Story #9945

[SDK] Package Python apps as virtualenvs

Added by Peter Amstutz over 2 years ago. Updated about 11 hours ago.

Status:
In Progress
Priority:
Normal
Assigned To:
Category:
-
Target version:
Start date:
09/07/2016
Due date:
% Done:

0%

Estimated time:
(Total: 0.00 h)
Story points:
-

Description

Arvados tools and SDKs written in Python often require 3rd party packages that are not available as OS packages, or require a newer version than the OS package. Currently we package these as backports, but this a fairly high maintenance and (when upgrading existing OS packages) runs the risk of breaking the OS. Investigate the alternative of creating deb and rpm packages which use a Python virtualenv to isolate the package dependencies.

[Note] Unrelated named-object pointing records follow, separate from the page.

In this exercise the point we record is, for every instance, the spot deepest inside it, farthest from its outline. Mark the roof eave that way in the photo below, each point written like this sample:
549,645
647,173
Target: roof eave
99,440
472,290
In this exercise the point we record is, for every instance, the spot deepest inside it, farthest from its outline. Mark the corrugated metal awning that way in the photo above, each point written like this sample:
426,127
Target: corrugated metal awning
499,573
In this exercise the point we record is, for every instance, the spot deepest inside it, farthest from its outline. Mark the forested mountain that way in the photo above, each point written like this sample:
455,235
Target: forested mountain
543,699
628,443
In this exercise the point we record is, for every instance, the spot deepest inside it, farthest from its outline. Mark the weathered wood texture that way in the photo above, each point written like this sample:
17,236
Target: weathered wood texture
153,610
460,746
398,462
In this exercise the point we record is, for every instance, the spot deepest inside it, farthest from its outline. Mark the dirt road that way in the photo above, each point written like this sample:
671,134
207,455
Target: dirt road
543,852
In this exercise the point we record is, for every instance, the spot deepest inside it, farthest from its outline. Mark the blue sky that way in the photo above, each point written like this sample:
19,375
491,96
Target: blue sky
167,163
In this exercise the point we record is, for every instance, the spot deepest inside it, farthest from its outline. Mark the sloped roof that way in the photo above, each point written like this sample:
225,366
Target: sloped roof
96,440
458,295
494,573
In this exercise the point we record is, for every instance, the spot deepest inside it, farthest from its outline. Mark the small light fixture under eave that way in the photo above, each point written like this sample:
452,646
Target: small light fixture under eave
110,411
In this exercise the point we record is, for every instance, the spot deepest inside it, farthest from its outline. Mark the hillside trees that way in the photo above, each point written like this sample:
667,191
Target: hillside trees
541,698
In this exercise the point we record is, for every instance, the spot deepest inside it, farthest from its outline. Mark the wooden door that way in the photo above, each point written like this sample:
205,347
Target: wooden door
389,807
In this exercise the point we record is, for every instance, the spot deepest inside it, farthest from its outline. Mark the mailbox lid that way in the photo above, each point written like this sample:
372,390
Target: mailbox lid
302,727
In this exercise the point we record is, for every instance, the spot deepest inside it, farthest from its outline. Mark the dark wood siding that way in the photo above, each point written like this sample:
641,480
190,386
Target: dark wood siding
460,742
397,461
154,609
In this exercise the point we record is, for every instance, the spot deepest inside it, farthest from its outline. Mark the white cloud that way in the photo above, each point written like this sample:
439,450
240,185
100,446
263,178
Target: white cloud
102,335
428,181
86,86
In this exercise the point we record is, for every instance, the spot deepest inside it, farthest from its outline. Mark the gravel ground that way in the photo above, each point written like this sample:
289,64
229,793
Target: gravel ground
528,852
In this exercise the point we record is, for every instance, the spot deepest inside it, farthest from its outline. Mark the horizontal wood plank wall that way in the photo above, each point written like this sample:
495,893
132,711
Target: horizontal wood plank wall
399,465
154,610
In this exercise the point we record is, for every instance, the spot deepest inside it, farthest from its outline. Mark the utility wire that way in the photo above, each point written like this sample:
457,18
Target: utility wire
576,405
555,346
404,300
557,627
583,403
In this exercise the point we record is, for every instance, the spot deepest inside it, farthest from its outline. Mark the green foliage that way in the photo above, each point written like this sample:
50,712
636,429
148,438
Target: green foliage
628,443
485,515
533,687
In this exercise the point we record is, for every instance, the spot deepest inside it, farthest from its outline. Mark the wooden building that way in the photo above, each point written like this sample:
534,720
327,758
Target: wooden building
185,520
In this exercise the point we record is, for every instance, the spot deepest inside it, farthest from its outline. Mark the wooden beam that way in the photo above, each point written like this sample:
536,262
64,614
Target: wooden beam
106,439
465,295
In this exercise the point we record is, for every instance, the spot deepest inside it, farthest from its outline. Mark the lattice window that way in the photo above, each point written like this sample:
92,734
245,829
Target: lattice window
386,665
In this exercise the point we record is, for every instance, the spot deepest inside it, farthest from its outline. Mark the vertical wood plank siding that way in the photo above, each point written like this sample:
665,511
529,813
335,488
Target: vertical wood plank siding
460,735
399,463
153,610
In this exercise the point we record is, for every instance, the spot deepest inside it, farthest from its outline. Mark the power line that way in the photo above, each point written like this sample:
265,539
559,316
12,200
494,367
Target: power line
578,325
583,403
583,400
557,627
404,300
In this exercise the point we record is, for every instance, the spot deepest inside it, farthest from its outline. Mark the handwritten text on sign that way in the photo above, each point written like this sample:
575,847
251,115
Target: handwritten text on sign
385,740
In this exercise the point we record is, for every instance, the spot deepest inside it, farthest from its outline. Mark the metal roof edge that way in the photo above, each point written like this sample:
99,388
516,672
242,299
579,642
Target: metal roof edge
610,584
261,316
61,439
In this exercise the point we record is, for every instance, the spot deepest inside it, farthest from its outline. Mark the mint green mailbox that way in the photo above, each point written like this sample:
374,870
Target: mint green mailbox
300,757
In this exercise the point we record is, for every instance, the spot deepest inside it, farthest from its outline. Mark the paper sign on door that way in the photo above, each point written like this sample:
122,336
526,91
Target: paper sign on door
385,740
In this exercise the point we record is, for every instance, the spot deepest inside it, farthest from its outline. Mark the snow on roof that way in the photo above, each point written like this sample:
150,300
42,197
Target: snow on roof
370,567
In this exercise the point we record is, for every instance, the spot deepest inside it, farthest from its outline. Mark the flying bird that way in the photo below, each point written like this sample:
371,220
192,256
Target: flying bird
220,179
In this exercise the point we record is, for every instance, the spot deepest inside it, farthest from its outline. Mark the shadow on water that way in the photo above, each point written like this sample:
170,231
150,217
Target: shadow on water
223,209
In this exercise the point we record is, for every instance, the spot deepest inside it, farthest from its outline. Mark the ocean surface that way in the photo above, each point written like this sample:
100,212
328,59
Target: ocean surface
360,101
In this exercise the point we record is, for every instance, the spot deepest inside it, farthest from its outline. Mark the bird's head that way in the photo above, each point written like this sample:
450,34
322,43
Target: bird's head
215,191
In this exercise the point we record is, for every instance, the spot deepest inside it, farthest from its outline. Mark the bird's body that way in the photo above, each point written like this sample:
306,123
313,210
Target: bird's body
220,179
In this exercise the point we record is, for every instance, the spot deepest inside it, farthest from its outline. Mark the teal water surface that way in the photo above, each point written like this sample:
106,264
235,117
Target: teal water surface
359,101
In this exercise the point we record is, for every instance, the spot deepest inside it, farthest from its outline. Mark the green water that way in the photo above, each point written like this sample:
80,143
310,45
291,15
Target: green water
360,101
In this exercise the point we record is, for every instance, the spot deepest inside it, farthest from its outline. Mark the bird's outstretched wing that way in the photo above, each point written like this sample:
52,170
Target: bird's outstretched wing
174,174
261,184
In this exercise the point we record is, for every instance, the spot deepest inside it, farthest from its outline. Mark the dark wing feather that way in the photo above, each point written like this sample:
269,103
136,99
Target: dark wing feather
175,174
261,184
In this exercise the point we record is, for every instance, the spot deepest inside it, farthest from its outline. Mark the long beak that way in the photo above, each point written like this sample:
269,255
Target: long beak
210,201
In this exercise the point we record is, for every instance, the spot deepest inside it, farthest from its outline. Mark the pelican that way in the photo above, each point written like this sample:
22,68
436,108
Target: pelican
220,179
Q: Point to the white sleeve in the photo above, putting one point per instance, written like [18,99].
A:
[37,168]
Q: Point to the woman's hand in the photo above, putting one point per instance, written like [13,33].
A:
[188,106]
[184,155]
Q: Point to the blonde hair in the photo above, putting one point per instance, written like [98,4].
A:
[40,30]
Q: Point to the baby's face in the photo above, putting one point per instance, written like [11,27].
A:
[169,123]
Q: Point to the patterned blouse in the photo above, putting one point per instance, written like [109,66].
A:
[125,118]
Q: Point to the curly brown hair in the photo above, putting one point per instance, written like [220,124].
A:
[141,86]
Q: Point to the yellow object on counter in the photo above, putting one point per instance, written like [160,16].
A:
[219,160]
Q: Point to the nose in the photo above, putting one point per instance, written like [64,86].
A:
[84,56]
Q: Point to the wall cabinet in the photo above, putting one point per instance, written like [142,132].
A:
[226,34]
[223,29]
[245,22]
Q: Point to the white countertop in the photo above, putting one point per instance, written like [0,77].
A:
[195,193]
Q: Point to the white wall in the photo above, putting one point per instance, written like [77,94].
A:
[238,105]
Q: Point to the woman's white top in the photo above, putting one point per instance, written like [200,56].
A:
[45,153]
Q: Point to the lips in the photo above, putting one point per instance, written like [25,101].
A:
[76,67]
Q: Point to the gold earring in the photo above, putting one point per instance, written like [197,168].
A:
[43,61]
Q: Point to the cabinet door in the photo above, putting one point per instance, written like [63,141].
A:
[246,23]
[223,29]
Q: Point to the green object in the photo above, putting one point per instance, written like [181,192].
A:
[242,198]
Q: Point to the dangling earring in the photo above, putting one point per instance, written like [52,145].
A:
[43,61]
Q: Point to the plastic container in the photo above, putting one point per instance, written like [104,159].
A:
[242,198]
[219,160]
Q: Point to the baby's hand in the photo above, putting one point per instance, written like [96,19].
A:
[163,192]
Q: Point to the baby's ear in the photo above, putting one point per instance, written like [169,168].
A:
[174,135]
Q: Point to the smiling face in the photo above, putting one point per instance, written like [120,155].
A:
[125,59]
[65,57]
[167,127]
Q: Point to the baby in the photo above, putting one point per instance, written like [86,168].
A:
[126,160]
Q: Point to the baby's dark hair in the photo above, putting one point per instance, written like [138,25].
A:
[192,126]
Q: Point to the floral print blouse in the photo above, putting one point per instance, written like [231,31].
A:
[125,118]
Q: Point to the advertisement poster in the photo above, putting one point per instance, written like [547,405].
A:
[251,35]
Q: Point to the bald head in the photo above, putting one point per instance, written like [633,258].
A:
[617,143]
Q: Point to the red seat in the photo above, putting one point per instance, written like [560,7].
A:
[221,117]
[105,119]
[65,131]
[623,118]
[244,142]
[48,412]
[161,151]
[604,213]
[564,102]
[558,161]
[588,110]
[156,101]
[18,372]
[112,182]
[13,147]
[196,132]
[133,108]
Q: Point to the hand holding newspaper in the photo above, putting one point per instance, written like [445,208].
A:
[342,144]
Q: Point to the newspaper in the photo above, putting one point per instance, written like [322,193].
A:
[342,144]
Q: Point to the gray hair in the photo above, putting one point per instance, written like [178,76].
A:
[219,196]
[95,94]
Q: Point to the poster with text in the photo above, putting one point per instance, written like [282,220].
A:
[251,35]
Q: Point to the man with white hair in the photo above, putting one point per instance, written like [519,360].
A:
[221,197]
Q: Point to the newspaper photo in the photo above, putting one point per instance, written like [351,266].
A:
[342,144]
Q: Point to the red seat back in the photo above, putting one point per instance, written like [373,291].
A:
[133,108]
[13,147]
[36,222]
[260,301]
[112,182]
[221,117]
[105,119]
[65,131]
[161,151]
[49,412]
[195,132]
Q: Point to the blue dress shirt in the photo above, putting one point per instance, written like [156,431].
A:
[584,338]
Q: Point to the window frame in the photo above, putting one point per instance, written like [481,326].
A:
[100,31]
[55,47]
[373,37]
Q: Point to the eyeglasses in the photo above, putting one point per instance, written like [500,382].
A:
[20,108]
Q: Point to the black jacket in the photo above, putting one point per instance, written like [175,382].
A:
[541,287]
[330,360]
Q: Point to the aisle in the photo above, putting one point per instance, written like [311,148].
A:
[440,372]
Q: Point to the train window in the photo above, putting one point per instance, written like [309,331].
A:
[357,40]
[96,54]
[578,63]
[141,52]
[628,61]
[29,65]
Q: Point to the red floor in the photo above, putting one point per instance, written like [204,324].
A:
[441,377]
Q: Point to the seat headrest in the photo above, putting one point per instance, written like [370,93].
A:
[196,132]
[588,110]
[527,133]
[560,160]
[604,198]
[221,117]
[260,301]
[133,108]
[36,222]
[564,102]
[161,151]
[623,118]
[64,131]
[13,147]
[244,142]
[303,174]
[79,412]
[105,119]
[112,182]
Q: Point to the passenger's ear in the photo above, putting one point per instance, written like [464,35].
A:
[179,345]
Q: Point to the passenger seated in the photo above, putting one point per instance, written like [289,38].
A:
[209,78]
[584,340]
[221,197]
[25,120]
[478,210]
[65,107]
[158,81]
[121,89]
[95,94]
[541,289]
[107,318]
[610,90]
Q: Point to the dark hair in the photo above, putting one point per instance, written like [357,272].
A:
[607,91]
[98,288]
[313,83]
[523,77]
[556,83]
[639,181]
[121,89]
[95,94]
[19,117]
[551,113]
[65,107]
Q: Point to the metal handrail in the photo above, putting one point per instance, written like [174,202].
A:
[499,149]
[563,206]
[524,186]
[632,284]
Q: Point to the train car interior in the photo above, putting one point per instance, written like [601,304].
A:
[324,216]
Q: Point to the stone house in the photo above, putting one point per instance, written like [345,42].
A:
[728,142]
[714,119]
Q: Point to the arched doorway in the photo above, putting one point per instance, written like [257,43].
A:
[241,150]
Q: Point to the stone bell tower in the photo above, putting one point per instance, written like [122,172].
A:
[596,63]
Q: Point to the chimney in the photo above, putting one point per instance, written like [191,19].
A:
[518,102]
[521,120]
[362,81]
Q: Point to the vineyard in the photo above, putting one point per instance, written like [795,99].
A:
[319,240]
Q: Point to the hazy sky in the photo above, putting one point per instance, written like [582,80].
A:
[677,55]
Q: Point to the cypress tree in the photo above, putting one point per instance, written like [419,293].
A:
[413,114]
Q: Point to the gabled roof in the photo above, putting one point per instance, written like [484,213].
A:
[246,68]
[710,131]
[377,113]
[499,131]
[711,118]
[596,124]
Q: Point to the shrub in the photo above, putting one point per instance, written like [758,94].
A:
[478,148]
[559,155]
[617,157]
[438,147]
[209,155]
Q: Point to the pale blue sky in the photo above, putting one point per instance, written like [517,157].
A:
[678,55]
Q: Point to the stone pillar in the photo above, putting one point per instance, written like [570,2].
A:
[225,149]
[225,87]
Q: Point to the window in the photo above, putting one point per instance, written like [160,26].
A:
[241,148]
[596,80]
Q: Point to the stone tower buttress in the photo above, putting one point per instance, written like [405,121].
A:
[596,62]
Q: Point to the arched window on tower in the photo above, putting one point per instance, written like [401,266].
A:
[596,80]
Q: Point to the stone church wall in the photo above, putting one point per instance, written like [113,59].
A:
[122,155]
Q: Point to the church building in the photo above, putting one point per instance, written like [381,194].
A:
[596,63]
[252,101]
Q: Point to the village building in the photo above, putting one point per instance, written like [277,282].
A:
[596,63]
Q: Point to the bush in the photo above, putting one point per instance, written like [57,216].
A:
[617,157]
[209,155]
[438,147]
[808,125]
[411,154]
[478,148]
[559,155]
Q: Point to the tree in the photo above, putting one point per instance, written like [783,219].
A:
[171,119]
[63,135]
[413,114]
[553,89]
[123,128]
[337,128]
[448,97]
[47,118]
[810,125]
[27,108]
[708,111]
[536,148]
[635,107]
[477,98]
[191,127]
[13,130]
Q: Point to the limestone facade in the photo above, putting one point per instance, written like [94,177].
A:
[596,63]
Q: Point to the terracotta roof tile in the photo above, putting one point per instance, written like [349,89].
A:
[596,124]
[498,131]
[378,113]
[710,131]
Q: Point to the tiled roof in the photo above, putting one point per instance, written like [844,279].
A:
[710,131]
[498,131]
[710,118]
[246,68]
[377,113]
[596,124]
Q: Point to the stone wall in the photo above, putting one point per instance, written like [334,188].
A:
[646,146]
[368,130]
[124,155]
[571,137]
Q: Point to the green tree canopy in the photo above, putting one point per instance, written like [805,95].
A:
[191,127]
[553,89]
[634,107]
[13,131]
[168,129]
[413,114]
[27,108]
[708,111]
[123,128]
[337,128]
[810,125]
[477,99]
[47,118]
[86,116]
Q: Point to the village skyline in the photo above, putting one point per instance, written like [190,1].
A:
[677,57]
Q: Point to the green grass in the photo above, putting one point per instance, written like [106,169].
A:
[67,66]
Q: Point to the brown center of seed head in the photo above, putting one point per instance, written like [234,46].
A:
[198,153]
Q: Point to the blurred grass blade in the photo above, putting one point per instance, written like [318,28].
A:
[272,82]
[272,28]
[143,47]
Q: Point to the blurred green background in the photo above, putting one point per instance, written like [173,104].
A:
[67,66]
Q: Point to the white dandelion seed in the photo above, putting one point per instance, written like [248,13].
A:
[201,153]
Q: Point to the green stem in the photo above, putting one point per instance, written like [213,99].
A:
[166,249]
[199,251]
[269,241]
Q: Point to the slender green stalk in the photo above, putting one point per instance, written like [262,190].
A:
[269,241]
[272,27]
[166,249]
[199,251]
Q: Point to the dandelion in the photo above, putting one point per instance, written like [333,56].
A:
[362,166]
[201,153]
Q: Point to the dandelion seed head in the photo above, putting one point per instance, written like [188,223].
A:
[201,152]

On brief survey I've found a couple of tools for doing this:

https://github.com/spotify/dh-virtualenv

https://github.com/kevinconway/rpmvenv

fpm also has support?

https://github.com/jordansissel/fpm/issues/697

https://github.com/jordansissel/fpm/pull/930


Subtasks

Task #9963: bring our fpm fork in line with latest headNewWard Vandewege


Related issues

Related to Arvados - Bug #9944: [CWL] python-lockfile version conflictResolved

Related to Arvados - Bug #14326: Our custom-compiled `python-future` and `python3-future` packages can't be installed together and have precedenceNew

History

#1 Updated by Peter Amstutz over 2 years ago

  • Description updated (diff)

#2 Updated by Peter Amstutz over 2 years ago

  • Description updated (diff)

#3 Updated by Peter Amstutz over 2 years ago

  • Description updated (diff)

#4 Updated by Peter Amstutz over 2 years ago

root@e9972d7acb01:~# cat > after-inst <<EOF
> #!/bin/sh
> cd /usr/bin
> ln -s /usr/share/python/arvados-cwl-runner/bin/arvados-cwl-runner
> ln -s /usr/share/python/arvados-cwl-runner/bin/arvados-cwl-runner cwl-runner
> EOF
root@e9972d7acb01:~# fpm --after-install=after-inst -s virtualenv -t deb -n arvados-cwl-runner arvados-cwl-runner 

#5 Updated by Peter Amstutz over 2 years ago

Related, using fpm+gem to produce self-contained Ruby packages: http://blog.gemnasium.com/post/60091718748/package-your-ruby-based-tool-the-safe-and-easy-way

#6 Updated by Tom Morris over 1 year ago

  • Target version set to Arvados Future Sprints

#7 Updated by Ward Vandewege about 1 month ago

  • Status changed from New to In Progress
  • Assigned To set to Ward Vandewege
  • Target version changed from Arvados Future Sprints to 2018-12-21 Sprint

#8 Updated by Tom Morris 21 days ago

  • Target version changed from 2018-12-21 Sprint to 2019-01-16 Sprint

#9 Updated by Ward Vandewege 21 days ago

  • Related to Bug #14326: Our custom-compiled `python-future` and `python3-future` packages can't be installed together and have precedence added

#10 Updated by Tom Morris 7 days ago

  • Target version changed from 2019-01-16 Sprint to 2019-01-30 Sprint

#11 Updated by Ward Vandewege 1 day ago

Ready for (initial?) review at 5a09ff5d42b0f8b71ca6775813e0844067363e12

This still builds our backported libcloud package.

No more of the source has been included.